Sandra Engberg; Hongjin Li

Disclosures

Urol Nurs. 2017;37(3):119-125. 

In This Article

Assessment of UI in Frail Older Adults

Given the multifactorial nature of UI in frail older adults, the assessment of UI in this population must be comprehensive with the goal of identifying all potential contributing factors. Older adults with UI should be screened for frailty. The Vulnerable Elders Survey, a short self-report frailty screening measure available to healthcare providers, is recommended as a possible tool by the Frailty Committee of the 5th International Consultation on Incontinence (Wagg et al., 2013). In addition, it is important to screen frail older adults for UI. Many people will not report this common health problem unless asked (Gibson & Wagg, 2014). Once UI is identified in frail older adults, assessment should include:

  • A comprehensive assessment to identify comorbid conditions that may be contributing to UI (see Table 1) or that can affect treatment options.

  • A targeted UI history to a) establish type and severity of incontinence; b) identify associated symptoms (urinary frequency and urgency, bothersome nocturia, enuresis, difficulty or incomplete bladder emptying, fecal incontinence, constipation, symptoms suggesting a urinary tract infection); c) assess toileting ability and access; d) determine the amount, type, and frequency of fluid intake; e) identify current or previous treatments for UI and their effectiveness and tolerability; and f) assess the impact of UI on personal and social life.

  • A focused physical examination (abdominal, rectal, neurologic, pelvic, and mobility assessment) is recommended in most UI guidelines; however, high-quality evidence to support its value is lacking (Syan & Bucker, 2015).

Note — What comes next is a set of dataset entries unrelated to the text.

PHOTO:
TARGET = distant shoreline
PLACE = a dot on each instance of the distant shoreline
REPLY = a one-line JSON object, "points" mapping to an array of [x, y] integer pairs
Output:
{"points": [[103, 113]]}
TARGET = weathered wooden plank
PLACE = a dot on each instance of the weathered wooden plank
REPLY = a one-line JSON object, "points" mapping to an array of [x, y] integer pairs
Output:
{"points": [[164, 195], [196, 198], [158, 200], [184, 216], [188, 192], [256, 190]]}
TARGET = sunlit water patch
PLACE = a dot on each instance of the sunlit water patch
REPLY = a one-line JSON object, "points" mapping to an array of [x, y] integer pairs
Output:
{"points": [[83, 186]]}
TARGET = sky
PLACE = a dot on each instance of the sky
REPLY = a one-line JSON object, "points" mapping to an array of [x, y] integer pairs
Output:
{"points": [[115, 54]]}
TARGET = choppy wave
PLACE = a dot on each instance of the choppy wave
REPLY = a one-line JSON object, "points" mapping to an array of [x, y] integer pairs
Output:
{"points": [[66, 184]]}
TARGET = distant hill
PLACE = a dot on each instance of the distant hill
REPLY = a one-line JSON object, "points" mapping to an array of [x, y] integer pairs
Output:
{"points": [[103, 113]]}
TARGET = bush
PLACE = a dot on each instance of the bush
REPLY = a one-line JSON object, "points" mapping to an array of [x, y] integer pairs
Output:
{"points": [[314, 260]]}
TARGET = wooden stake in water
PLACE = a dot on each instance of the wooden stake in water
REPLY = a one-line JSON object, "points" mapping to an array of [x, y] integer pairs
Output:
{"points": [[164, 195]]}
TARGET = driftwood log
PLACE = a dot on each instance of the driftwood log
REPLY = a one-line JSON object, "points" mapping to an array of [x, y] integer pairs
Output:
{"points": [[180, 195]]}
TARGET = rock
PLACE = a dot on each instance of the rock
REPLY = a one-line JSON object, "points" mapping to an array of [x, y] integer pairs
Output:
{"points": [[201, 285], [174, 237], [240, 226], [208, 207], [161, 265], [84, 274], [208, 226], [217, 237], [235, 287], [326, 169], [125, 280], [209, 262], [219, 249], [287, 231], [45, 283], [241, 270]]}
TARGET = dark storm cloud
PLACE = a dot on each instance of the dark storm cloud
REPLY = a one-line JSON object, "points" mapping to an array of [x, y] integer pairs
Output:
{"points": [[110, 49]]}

  • Determination of the individual's preferences in relation to treatments, as well as their outcome expectations.

  • Additional diagnostic tests may be indicated (Wagg et al., 2013). These include urinalysis and culture when a UTI is suspected, cough stress test when stress UI is suspected, post-void residual urine when incomplete bladder emptying is suspected based on history or physical examination (supra-pubic dullness after voiding), and urodynamic testing when results are likely to influence treatment decisions.